Once Patrul Rinpoche [Abu] was living with disciples on this side of the hermitage. Every day at dusk, Abu would do a meditation session on the training of sky gazing, stretched out on his back on a new woolen blanket on a piece of grass the size of himself. One evening, while he was lying there, he said to me, "Lungchey, did you say that you do not know the essence of mind?" I answered, "Yes, sir, I don't." Abu said, "Oh, there is nothing not to know. Come here." So I went over to him. He said, "Lie down as I am lying down and look at the sky." As I did so the conversation went as follows:   "Do you see the stars in the sky?" "Yes." "Do you hear the dogs barking in Dzogchen monastery?" "Yes." "Well, that is meditation."   At that moment, I arrived at the certainty of realization within myself.

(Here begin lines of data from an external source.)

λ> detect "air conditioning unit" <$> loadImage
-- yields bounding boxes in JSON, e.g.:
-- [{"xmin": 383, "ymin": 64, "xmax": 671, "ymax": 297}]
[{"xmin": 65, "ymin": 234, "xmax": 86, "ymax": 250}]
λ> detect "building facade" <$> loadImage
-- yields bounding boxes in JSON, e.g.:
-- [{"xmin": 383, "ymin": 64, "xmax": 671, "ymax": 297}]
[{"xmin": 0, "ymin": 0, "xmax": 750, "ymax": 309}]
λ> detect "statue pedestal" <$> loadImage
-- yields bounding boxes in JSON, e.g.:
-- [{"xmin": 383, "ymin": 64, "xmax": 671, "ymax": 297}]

I have been liberated from the fetters of "it is" and "it is not." I had realized the primordial wisdom, the naked union of emptiness and intrinsic awareness.    


    Anthony de Mello  

"Where shall I look for Enlightenment? "Here." "When will it happen?" "It is happening right now." "Then why don't I experience it?" "Because you do not look." "What should I look for?" "Nothing. Just look." "At what?" "Anything your eyes might alight upon." "Must I look in a special kind of way." "No. The ordinary way will do." "But don't I always look the ordinary way?" "No." "Why ever not?" "Because to look you must be here. You're mostly somewhere else."    


    BONUS HIGHLIGHT  

The paragraph written by Truman Capote is from his short story "A Christmas Memory," published in 1966. The DVD, which has good reviews, may be ordered at http://snipurl.com/o30q.   Read the entire short story at http://www.geocities.com/cyber_explorer99/capotechristmas.html. Here is the portion of the story that describes his aunt:

Imagine a morning in late November. A coming of winter morning more than twenty years ago. Consider the kitchen of a spreading old house in a country town. A great black stove is its main feature; but there is also a big round table and a fireplace with two rocking chairs placed in front of it. Just today the fireplace commenced its seasonal roar.

A woman with shorn white hair is standing at the kitchen window. She is wearing tennis shoes and a shapeless gray sweater over a summery calico dress. She is small and sprightly, like a bantam hen; but, due to a long youthful illness, her shoulders are pitifully hunched. Her face is remarkable—not unlike Lincoln's, craggy like that, and tinted by sun and wind; but it is delicate too, finely boned, and her eyes are sherry-colored and timid. "Oh my," she exclaims, her breath smoking the windowpane, "it's fruitcake weather!"